|At the Helm: Hazmat suits and bubble wrap|
|Written by Scott Graves, Pilot staff writer|
|September 23, 2011 09:42 pm|
Three weeks into the school year and my wife and 8-year-old daughter have colds, and I heard reports of students going home from school sick this week after, as one teacher called it, “barfing.”
I knew something was up when I dropped my daughter at school and saw the teachers wearing full hazmat suits. I’m not sure if they were wearing full-body protection to ward off infectious germs or students’ projectile puke.
To be honest, I don’t think the bright yellow suits are the teachers’ best color, but the red “Don’t barf on me” stickers on the helmets are a nice fashion touch.
I was thinking of buying hazmat suits for the Graves family. We need them. My wife works with school children daily and I volunteer throughout the week in my daughter’s class.
I checked the Internet and found that a basic full-body hazmat suit costs about $400. That’s not bad considering how much we’ll likely spend this winter on hand sanitizer, cold medicine and tissues. Also, the suits can double as Halloween costumes.
Next summer, instead of sunscreen, we’ll wear ... hazmat suits! I bet they make great insect repellant, too.

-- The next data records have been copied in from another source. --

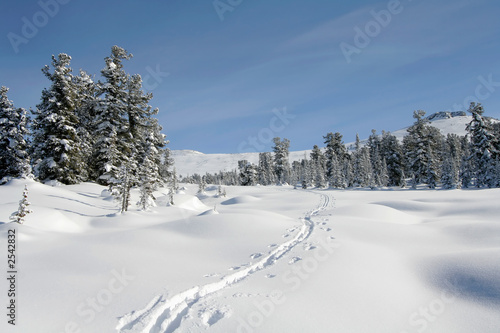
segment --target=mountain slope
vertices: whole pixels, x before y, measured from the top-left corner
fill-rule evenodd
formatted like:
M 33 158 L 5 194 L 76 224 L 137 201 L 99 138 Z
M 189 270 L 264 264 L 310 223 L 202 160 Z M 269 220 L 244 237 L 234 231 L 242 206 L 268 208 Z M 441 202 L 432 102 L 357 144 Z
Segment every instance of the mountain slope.
M 465 126 L 471 121 L 472 117 L 467 116 L 465 112 L 437 112 L 428 119 L 431 124 L 437 127 L 443 135 L 454 133 L 465 135 Z M 406 129 L 392 132 L 399 140 L 403 140 L 406 135 Z M 364 142 L 364 141 L 362 141 Z M 352 148 L 354 143 L 347 143 L 346 146 Z M 310 150 L 290 152 L 290 162 L 300 161 L 306 156 L 309 158 Z M 177 173 L 182 176 L 193 175 L 195 173 L 203 175 L 205 173 L 218 173 L 219 171 L 231 171 L 238 168 L 239 160 L 247 160 L 257 164 L 259 153 L 241 153 L 241 154 L 203 154 L 194 150 L 173 150 L 172 157 L 175 160 Z

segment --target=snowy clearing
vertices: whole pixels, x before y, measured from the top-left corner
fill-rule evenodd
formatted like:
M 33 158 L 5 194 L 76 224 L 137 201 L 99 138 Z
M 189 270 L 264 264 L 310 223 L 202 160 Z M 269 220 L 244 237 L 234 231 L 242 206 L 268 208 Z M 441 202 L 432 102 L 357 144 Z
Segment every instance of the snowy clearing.
M 33 213 L 8 223 L 26 183 Z M 1 186 L 0 331 L 498 332 L 500 189 L 185 186 L 126 214 L 91 183 Z

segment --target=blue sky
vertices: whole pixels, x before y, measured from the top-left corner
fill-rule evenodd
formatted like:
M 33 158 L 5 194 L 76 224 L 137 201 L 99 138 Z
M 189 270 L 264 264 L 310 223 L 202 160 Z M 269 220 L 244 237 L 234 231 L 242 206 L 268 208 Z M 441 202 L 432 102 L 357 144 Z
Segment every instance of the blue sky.
M 500 118 L 493 0 L 20 0 L 1 13 L 0 85 L 15 106 L 39 102 L 52 54 L 99 78 L 119 45 L 171 149 L 269 151 L 274 136 L 310 149 L 470 101 Z

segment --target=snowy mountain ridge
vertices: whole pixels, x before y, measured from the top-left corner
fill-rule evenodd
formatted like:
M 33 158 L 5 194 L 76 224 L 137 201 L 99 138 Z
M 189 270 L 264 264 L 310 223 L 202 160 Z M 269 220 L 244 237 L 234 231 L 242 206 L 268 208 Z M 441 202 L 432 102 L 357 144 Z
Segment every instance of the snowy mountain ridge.
M 449 133 L 463 136 L 466 134 L 465 127 L 470 123 L 472 117 L 467 116 L 465 111 L 441 111 L 427 117 L 432 126 L 438 128 L 443 135 Z M 495 121 L 498 121 L 495 119 Z M 398 140 L 402 141 L 407 133 L 407 128 L 402 128 L 391 132 Z M 326 134 L 326 133 L 325 133 Z M 361 143 L 365 143 L 362 140 Z M 346 143 L 350 150 L 354 149 L 354 142 Z M 312 148 L 312 147 L 311 147 Z M 289 159 L 300 161 L 306 156 L 309 158 L 311 150 L 292 151 Z M 247 160 L 257 164 L 259 153 L 236 153 L 236 154 L 204 154 L 195 150 L 172 150 L 172 157 L 175 161 L 177 173 L 182 176 L 205 173 L 218 173 L 219 171 L 231 171 L 237 169 L 239 160 Z

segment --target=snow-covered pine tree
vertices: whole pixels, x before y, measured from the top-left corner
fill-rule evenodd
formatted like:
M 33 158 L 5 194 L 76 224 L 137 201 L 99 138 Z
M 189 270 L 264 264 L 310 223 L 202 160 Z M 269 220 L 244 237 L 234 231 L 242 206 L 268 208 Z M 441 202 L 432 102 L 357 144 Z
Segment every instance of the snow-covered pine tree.
M 441 164 L 441 183 L 445 189 L 460 188 L 460 163 L 462 160 L 461 138 L 448 134 L 444 143 Z
M 370 151 L 370 163 L 373 170 L 372 186 L 386 186 L 388 178 L 387 165 L 383 162 L 382 140 L 375 130 L 372 130 L 372 134 L 368 138 L 367 146 Z
M 170 171 L 170 169 L 172 168 L 173 171 Z M 160 170 L 160 176 L 163 179 L 168 180 L 172 178 L 173 173 L 175 171 L 175 167 L 174 167 L 174 159 L 171 157 L 171 151 L 169 148 L 163 149 L 163 155 L 161 158 L 161 164 L 159 170 Z
M 370 151 L 366 147 L 361 147 L 359 135 L 356 134 L 355 150 L 352 155 L 352 186 L 372 186 L 372 178 Z
M 274 147 L 274 171 L 278 185 L 287 184 L 290 179 L 290 162 L 288 161 L 288 150 L 290 140 L 276 137 L 273 139 Z
M 242 186 L 253 186 L 257 183 L 257 167 L 247 160 L 238 161 L 240 172 L 240 184 Z
M 19 201 L 19 208 L 10 216 L 11 221 L 23 224 L 26 215 L 32 213 L 32 211 L 28 208 L 29 205 L 31 205 L 31 203 L 28 201 L 28 185 L 25 185 L 23 197 Z
M 330 132 L 323 138 L 326 144 L 326 178 L 331 187 L 345 188 L 347 184 L 344 175 L 344 165 L 345 161 L 348 159 L 348 153 L 342 141 L 342 134 Z
M 148 103 L 153 98 L 151 93 L 144 93 L 142 90 L 142 79 L 140 75 L 133 75 L 128 81 L 128 95 L 127 95 L 127 119 L 129 137 L 131 139 L 130 146 L 133 147 L 135 156 L 138 157 L 138 163 L 144 158 L 144 145 L 141 143 L 144 138 L 148 138 L 150 143 L 154 146 L 154 159 L 158 172 L 155 172 L 155 182 L 161 183 L 162 181 L 162 168 L 168 168 L 172 160 L 169 156 L 169 151 L 164 150 L 165 145 L 168 143 L 165 140 L 165 135 L 161 133 L 161 126 L 158 120 L 154 118 L 158 114 L 158 108 L 153 109 Z M 163 156 L 162 156 L 163 155 Z M 165 157 L 165 158 L 164 158 Z M 164 158 L 164 159 L 163 159 Z M 163 159 L 163 166 L 162 166 Z M 163 170 L 165 171 L 165 170 Z
M 481 103 L 470 104 L 472 120 L 466 129 L 471 142 L 471 162 L 476 187 L 494 187 L 496 185 L 495 156 L 499 153 L 495 148 L 495 136 L 488 118 L 483 117 Z
M 107 185 L 117 182 L 120 167 L 128 162 L 134 151 L 131 144 L 128 111 L 129 77 L 123 70 L 123 60 L 132 57 L 118 46 L 111 48 L 111 56 L 105 58 L 106 67 L 101 70 L 105 82 L 100 82 L 102 99 L 96 108 L 95 147 L 92 166 L 96 181 Z
M 0 87 L 0 184 L 9 177 L 26 178 L 31 174 L 27 152 L 29 118 L 25 109 L 14 108 L 8 91 Z
M 318 188 L 325 187 L 325 156 L 321 152 L 321 149 L 314 145 L 310 154 L 312 171 L 314 178 L 314 185 Z
M 70 61 L 69 55 L 61 53 L 57 58 L 52 56 L 52 73 L 49 66 L 42 69 L 52 82 L 50 88 L 42 92 L 33 126 L 32 160 L 35 175 L 42 181 L 76 184 L 85 180 L 87 165 L 77 130 L 78 91 Z
M 273 156 L 271 153 L 259 153 L 258 183 L 270 185 L 275 182 Z
M 381 149 L 387 166 L 387 185 L 401 187 L 404 182 L 404 159 L 402 147 L 396 136 L 384 132 L 382 134 Z
M 200 179 L 198 180 L 198 194 L 204 195 L 206 187 L 207 183 L 205 181 L 205 177 L 200 177 Z
M 467 137 L 462 137 L 460 140 L 462 150 L 462 158 L 460 161 L 460 184 L 462 188 L 469 188 L 473 181 L 473 165 L 471 159 L 471 143 Z
M 97 96 L 99 87 L 92 77 L 85 71 L 80 70 L 78 76 L 73 77 L 76 86 L 76 109 L 75 113 L 78 117 L 78 126 L 76 128 L 80 142 L 80 150 L 83 155 L 84 163 L 88 166 L 85 171 L 85 179 L 96 179 L 96 175 L 92 173 L 92 150 L 95 146 L 96 128 L 99 125 L 96 123 L 96 108 L 100 104 L 100 99 Z
M 443 138 L 439 130 L 430 126 L 429 120 L 424 116 L 425 111 L 413 112 L 415 123 L 408 128 L 408 133 L 403 139 L 405 159 L 412 177 L 413 188 L 421 183 L 433 187 L 439 179 L 439 152 Z
M 139 206 L 142 210 L 147 210 L 149 207 L 155 205 L 153 192 L 158 186 L 163 184 L 158 170 L 160 156 L 154 145 L 154 141 L 155 138 L 153 133 L 149 133 L 149 135 L 144 138 L 144 141 L 141 141 L 143 147 L 139 148 L 140 153 L 143 154 L 138 174 L 140 187 Z M 129 165 L 135 165 L 135 163 L 134 158 L 131 158 Z

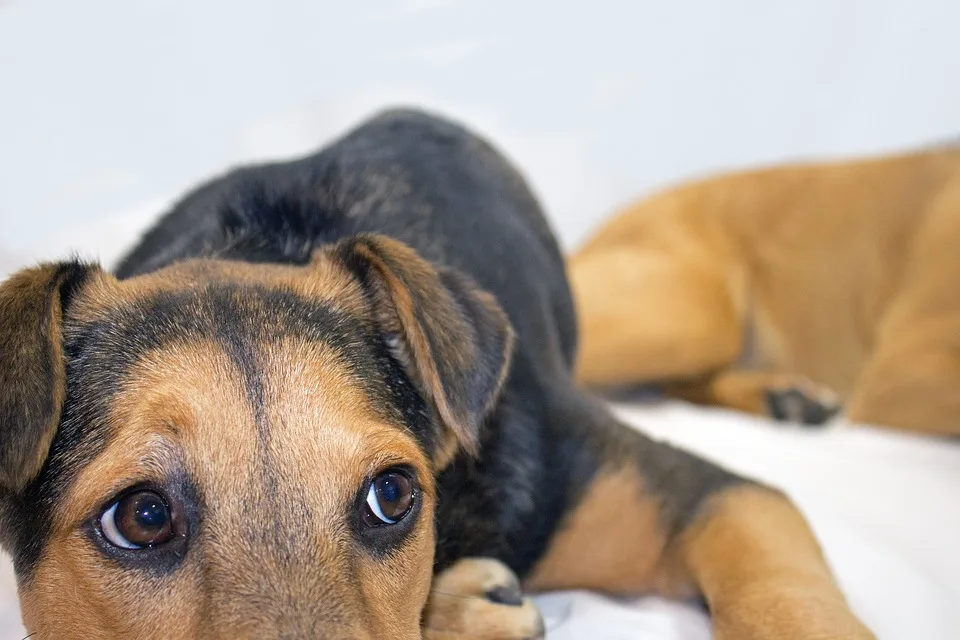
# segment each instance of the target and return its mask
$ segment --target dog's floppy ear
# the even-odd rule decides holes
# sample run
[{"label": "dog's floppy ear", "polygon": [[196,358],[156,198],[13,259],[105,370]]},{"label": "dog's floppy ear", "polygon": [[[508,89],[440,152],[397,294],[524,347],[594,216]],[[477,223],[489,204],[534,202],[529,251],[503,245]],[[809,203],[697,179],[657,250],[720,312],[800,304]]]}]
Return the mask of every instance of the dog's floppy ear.
[{"label": "dog's floppy ear", "polygon": [[63,312],[93,267],[24,269],[0,284],[0,488],[40,472],[66,392]]},{"label": "dog's floppy ear", "polygon": [[475,454],[513,352],[500,305],[466,275],[385,236],[359,235],[332,252],[360,279],[388,344],[444,426]]}]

Okay, perhaps I can convince the rest of you parents to keep your sick kids home? Or maybe I can get a judge to issue a retching retraining order on all sick people?
Didn’t think so.
So, on to Plan B.
That’s B as in Bubble Wrap. That, along with a roll of duct tape, and you have makings for the perfect DIY hazmat suit!
Starting Monday, the Graves folks are going to wrap each other in bubble wrap every morning before heading out the front door.
I know, I know, bubble wrap may prove problematic. It may make driving the car more difficult (but eliminate the need for airbags). It may make answering the phone difficult, so I’ll have to create a new phone message: “Hi! This is Scott. I’m busy grappling with bubble wrap right now. Please leave a message after the beep.”) My daughter might have difficulty doing her classwork (but playing dodgeball should prove less painful).
Think about this: With a bubble wrap suit I’d never have to worry about stubbing my toe, hitting my funny bone or hurting myself when banging my head against the wall in frustration. Floating the Chetco River without a raft would be a blast. And I could jump on the bed as much as I wanted!
If I wore the suit under my clothes I’d look really buff.
My family could have bubble-bump family night, in which we don our bubble wrap suits and bounce off one another in the living room. When time’s up, the one with the most popped bubbles wins, earning the title of ... wait for it ... “King of Pop.”
A major benefit of a bubble wrap hazmat suit: the amusement factor. Okay, show of hands. How many of you just love to pop those plastic bubbles? Or stomp on a whole sheet of the stuff! The sound of it popping is music to my ears. Therapy is expensive, but popping bubble wrap is cheap! And once you start, its impossible to stop until every last bubble is popped, or my wife ties my hands with it.
If bubble wrap proves too cumbersome, there’s always Plan C. Oh, wait. I don’t have a Plan C.
So I’m leaving right now to buy a bushel basket of Bubble Wrap. I hear it comes in pink and blue. Good thing. Those colors go better with barf.